Helping Young People Pursue a Life in the Arts
An art teacher and a practicing artist her entire life, Rhoda Lubalin credits teachers and a family of teachers for encouraging her. In 1936, her 8th grade teacher, Miss Curran, with bright red hair and purple clothes, urged Rhoda to apply to a brand new school, the High School of Music and Art, just created by Mayor Fiorello La Guardia. She was accepted and joined 23 other teens chosen throughout New York City.
She went on to major in art at Hunter College, winning the art department award upon graduation. She then was granted a graduate fellowship to Ohio University, in Athens, Ohio. In addition to teaching, she worked every day in the studio of acclaimed sculptor John Rood. Rood’s studio was a magnet for every student visiting the University and the area. Meeting dancers, musicians and others involved in the arts made her time in Ohio “the most exciting year of my life.” She was the first person ever to earn a masters degree in sculpture.
Returning to New York, she became a visual arts teacher, a profession she pursued for 22 exciting years. During this time she raised her two sons as well as painting, illustrating and exhibiting. She also met her future husband, the renowned graphic designer Herb Lubalin, who encouraged her to enter a second important career as resource director of the graphics magazine U&lc (upper and lower case). The couple lived and worked in New York City and eventually bought a home in Millerton, NY. Today Rhoda lives in Amenia NY, surrounded by art—by her late husband, Herb Lubalin; her gifted sons, Joshua and Peter Sparber; her brother; many friends; and her own work.
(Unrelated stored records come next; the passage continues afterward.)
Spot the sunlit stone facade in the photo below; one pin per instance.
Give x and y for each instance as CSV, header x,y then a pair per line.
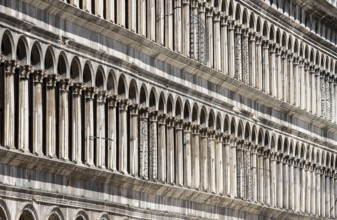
x,y
168,109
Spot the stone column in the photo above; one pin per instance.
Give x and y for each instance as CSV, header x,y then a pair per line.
x,y
120,6
285,82
259,70
162,148
233,168
177,26
279,187
8,103
273,68
195,157
64,120
231,51
37,113
245,57
226,169
160,18
303,85
76,123
110,10
112,138
291,184
217,39
211,160
252,60
23,129
318,191
266,74
261,179
224,45
313,91
313,190
151,19
143,144
219,164
286,183
238,53
209,27
170,150
51,115
187,155
142,17
254,174
89,93
186,28
308,88
168,24
267,179
179,153
203,159
100,130
122,142
297,83
133,142
308,194
332,98
279,74
132,15
273,173
303,186
291,79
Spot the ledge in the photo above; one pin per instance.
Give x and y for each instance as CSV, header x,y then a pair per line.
x,y
17,158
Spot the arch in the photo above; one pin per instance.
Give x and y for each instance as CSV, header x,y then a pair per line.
x,y
211,120
56,214
143,95
195,113
87,74
240,132
35,55
22,50
178,110
62,65
122,88
162,103
28,213
75,69
49,60
187,110
100,78
81,215
133,91
203,116
111,82
169,105
7,44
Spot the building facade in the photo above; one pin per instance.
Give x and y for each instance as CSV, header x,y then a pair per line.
x,y
168,109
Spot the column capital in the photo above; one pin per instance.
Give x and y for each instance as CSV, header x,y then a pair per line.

Rhoda created the Rhoda Lubalin Art Scholarship in 1990 to encourage the arts locally. In 2008, she placed the scholarship under the aegis of Berkshire Taconic. The foundation handles the all administrative tasks for the award while Rhoda remains actively involved in the fund and the selection committee. “I’m happy to know the scholarship will continue well into the future, to encourage students to pursue their passion,” she said.